It has been a while since I last blogged and so many things have been playing around my mind lately. Its like there is never a pause in the way my life is turning. And issues on heartaches have been colouring the pages of my life since early February.
Well, the thing about the heartaches that i went through and dealt with was that it was very surprising. It doesn't actually kill you like a bullet through your heart or like a train wreck that should. Heartaches are more like when someone who promised would always loved you no matter what happens and no matter how many disputes you guys go through bailed and says they have never loved you before. It is like an instant suicide. At this point in my life, i find that getting hurt and going through these unnecessary heartaches is something im immuned to. And bitches, hurt me all u want but you will never ever break me. :)

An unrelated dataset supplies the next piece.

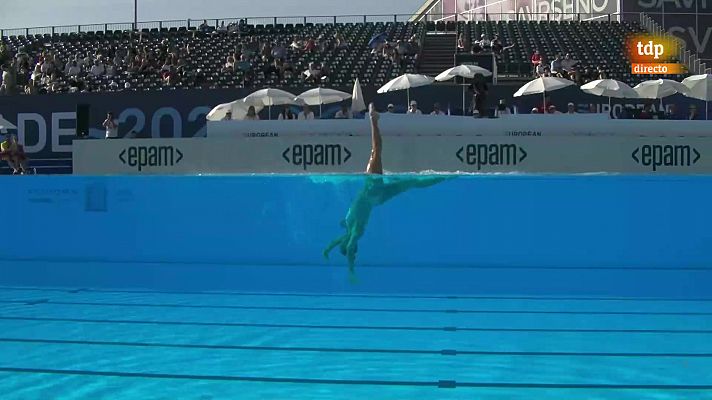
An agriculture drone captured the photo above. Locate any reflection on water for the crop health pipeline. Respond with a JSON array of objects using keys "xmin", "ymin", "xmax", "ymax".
[{"xmin": 324, "ymin": 175, "xmax": 454, "ymax": 279}]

Next would be the change I see and the freezing of time. I know that everyone has had a moment in which they wish they could just freeze time and look over their own life. I know I have. Im certain that everyone has a point in their life wishing that things would be different and time would freeze where the world would stop turning, and people would stop changing because at that time when it freezes, everything would be beyond perfect. From where I am standing now, I see so many people and things changing. Best friends turn into enemies and things are changing from bad to worse. At this point, I HAVE LOST HOPE. This may sound as if I am giving up, but hell no Im not. :) It is only the beginning of the life Im about to create.